Adweek covered some of the marketing tactics the studios used to promote the film, which began long before the movies released. Among the hashtags made popular on social media were #goldopen and #representationmatters.
This last hashtag is particularly important because it speaks to a broader, social issue of representation in Hollywood, something most of us in the wokesphere know all too well.
It was never really about the marketing, but about the need
Crazy Rich Asians sounds like its about spoiled, rich 30 somethings with a lot of money to spend and even more pretentiousness to go around. Of course the heart of the story is really about a cross of Asian-American and Asian culture coming to a confluence with interlapping subtexts of wealth, class, and racial identity.
There are “bad” asian characters, like Michelle Yeoh’s excellent portrayal of Eleanor, Nick Young’s overbearing, family-first mama bear mom. But it’s a refreshing portrayal for the same reason the asian douche in the Cobra Kai remake is-in that it’s breaking stereotypes of what asians are supposed to be.
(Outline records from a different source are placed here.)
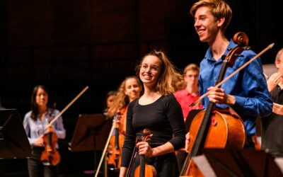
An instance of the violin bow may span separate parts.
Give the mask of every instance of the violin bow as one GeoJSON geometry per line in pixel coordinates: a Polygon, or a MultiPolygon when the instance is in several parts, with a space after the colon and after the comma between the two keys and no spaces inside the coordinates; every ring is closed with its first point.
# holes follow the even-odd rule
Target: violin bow
{"type": "MultiPolygon", "coordinates": [[[[231,74],[229,76],[228,76],[226,78],[225,78],[225,79],[222,80],[221,82],[219,82],[218,84],[216,84],[214,87],[219,87],[221,85],[222,85],[224,82],[226,82],[227,80],[229,80],[230,78],[231,78],[233,75],[235,75],[236,74],[237,74],[238,72],[240,72],[241,70],[242,70],[243,69],[244,69],[246,67],[248,66],[248,64],[249,64],[250,63],[253,62],[253,60],[255,60],[255,59],[257,59],[258,57],[259,57],[260,55],[262,55],[262,54],[264,54],[266,51],[267,51],[268,50],[271,49],[272,47],[273,47],[275,43],[272,43],[270,45],[269,45],[265,49],[262,50],[260,53],[258,53],[257,55],[255,55],[255,57],[253,57],[253,58],[252,58],[251,59],[250,59],[250,61],[247,62],[246,63],[245,63],[244,64],[243,64],[243,66],[241,66],[241,67],[239,67],[238,69],[236,69],[235,72],[233,72],[232,74],[231,74]]],[[[207,93],[205,93],[204,94],[203,94],[202,96],[201,96],[198,99],[197,99],[195,102],[193,102],[192,103],[191,103],[189,107],[192,107],[194,105],[195,105],[196,104],[199,103],[200,101],[201,100],[202,100],[205,96],[207,96],[209,93],[210,93],[210,91],[207,91],[207,93]]]]}
{"type": "Polygon", "coordinates": [[[88,86],[86,86],[56,117],[50,121],[50,122],[45,127],[45,130],[51,126],[88,89],[88,86]]]}

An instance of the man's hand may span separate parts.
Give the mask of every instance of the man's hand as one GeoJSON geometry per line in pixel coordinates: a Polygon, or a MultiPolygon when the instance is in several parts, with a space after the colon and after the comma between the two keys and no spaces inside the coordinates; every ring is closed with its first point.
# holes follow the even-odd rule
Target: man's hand
{"type": "Polygon", "coordinates": [[[273,103],[272,112],[275,114],[283,115],[283,105],[273,103]]]}
{"type": "Polygon", "coordinates": [[[278,84],[282,81],[282,76],[280,73],[276,72],[271,75],[270,79],[268,79],[267,80],[268,91],[271,92],[272,91],[273,91],[274,88],[275,88],[276,86],[277,86],[278,84]]]}
{"type": "Polygon", "coordinates": [[[235,97],[226,94],[223,88],[211,86],[207,88],[207,91],[209,91],[207,97],[210,102],[229,105],[232,105],[236,103],[235,97]]]}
We’re not all humble, penny-pinching nobodies….sometimes we’re just like everyone else-not particularly good at math, not good at martial arts, and sometimes we get the girl (good looking out for us Asian males, Henry Golding).
Many people mistakenly believe that by minority groups wanting better “representation” in media, that they mean casting them in a better light. It’s why they wonder why Jackie Chan and Bruce Lee became such global icons, yet we still complain about proper representation.
This is why Crazy Rich Asians is so important for the Asian (and especially the Asian-American) community, and why the movie has already become such a massive hit. Global audiences are beginning to understand that Asians are much more complex and nuanced that we’re typically portrayed in entertainment. We can be rich, poor, funny, charming, boring, strong-willed, weak-minded, and everything in between.
And that is enough of a marketing vehicle all by itself. To be honest, this movie didn’t need much of a marketing push…just a reminder that this movie exists, and it’s something that everyone, of all races should watch. If nothing else, just to see what it’s like when an underrepresented minority group gets a chance to do something different.
We’ve suffered whitewashing of Asian characters for far too long, and now is the time to change the game.